C. : La vulgarisation est-elle un des aspects de votre travail? Si oui, quelles formes prend-elle? 
G. B. :
Il y a quelques années, un scientifique connu m’a dit que j’étais un excellent vulgarisateur. Ça m’a fait sourire! Évidemment, la science, la technologie, la linguistique et beaucoup d’autres spécialités peuvent parfois exiger une certaine vulgarisation. Lorsqu’un scientifique, un ingénieur ou un linguiste s’adresse au grand public, il ne peut pas toujours s’exprimer comme s’il s’adressait à ses pairs, avec qui il doit employer un vocabulaire très pointu. Cela dit, je doute que la simple correction linguistique nécessite quelque vulgarisation que ce soit. Mon rôle consiste simplement à informer notre personnel à l’antenne et le grand public en ce qui a trait à la norme actuelle. Toutefois, il m’arrive de proposer à nos animateurs et à nos chroniqueurs, ainsi qu’aux auditeurs et aux téléspectateurs, des trucs pour retenir certaines règles. De même, j’aime bien accompagner mes propos d’anecdotes. Sans être nécessairement complexe, la correction langagière peut être aride et même ennuyeuse. C’est pour cette raison que j’essaie de présenter mes chroniques avec une pointe d'humour!

C. : Recevez-vous beaucoup de commentaires du public au sujet de vos interventions en ondes? Ceux-ci influencent-ils parfois vos décisions? Y répondez-vous?
G. B. :
Je reçois régulièrement des questions et des commentaires du public, mais surtout pour ce qui touche la qualité de la langue à l’antenne de Radio-Canada. Évidemment, il arrive aussi que je reçoive des messages à propos de mes interventions en ondes. Dans la mesure du possible, je réponds à toutes les questions qu’on m’adresse. Il m’arrive même d’avoir des conversations téléphoniques avec des auditeurs ou des téléspectateurs. Comme la majeure partie de mes commentaires à l’antenne sont appuyés par les fiches de l’OQLF et du Bureau de la traduction, et aussi par l’information puisée dans les articles des plus récentes éditions des dictionnaires courants (USITO, Le Petit Robert, etc.), il est rare que je ne puisse pas justifier mes dires. Toutefois, il m’est quelquefois arrivé de rajuster le tir sur certains points de nature technique, particulièrement dans les domaines de la météorologie, de la technologie et des sciences en général. On peut aisément comprendre que les banques de terminologie et les dictionnaires généraux ne soient pas rigoureusement à jour dans ces domaines, surtout lorsqu’il est question de technologie de pointe.
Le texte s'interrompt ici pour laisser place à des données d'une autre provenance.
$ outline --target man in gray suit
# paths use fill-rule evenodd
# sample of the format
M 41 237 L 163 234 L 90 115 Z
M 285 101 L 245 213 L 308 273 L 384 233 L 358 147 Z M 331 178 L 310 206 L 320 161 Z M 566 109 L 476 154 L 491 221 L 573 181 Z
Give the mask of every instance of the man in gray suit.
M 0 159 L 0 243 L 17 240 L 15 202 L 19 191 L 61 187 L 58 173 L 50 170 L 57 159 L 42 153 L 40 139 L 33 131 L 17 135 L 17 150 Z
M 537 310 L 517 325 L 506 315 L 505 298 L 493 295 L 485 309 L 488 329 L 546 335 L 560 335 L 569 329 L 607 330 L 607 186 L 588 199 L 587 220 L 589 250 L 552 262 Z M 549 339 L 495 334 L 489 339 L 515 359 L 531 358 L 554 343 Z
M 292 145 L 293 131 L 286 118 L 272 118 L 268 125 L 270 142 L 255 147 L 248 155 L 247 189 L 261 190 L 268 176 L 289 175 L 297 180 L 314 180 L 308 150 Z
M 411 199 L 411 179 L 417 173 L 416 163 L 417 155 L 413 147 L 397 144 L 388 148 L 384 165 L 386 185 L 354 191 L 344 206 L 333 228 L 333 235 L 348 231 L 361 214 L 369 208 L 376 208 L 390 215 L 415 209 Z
En outre, je n’ai absolument aucune honte à adoucir ou même à changer complètement certains avis linguistiques que j’ai présentés par le passé. La langue est en constante évolution et il faut tenir compte de l’usage.

C. : Comment souhaitez-vous que le public se souvienne de vous? 
G. B. :
Je vais répéter ce que j'ai dit lorsque j'ai reçu en 2017 le Prix Georges-Émile-Lapalme1: je voudrais être reconnu comme ayant fait la promotion de l'efficacité langagière.

On m'a toujours taxé de père Fouettard et d'Ayatollah de la langue parce que je disais aux gens comment bien parler. En effet, certains se demandent pourquoi respecter des règles qui, dans l'absolu, n'ont aucun sens… Eh bien, le fait de s'exprimer de façon correcte, en plus d'être une marque de respect, est avant tout une question d'efficacité. Si, après avoir parlé, on se fait demander « Qu'as-tu voulu dire? », il faut reformuler, reprendre son idée. Si on s'exprime clairement, on gagne donc du temps. Avoir le mot juste permet par ailleurs de se démarquer et d'aller encore plus loin : inspirer, convaincre, séduire! 

  1. Prix du Québec, volet culturel, attribué à une personne qui contribue ou a contribué de façon exceptionnelle à la qualité et au rayonnement de la langue française.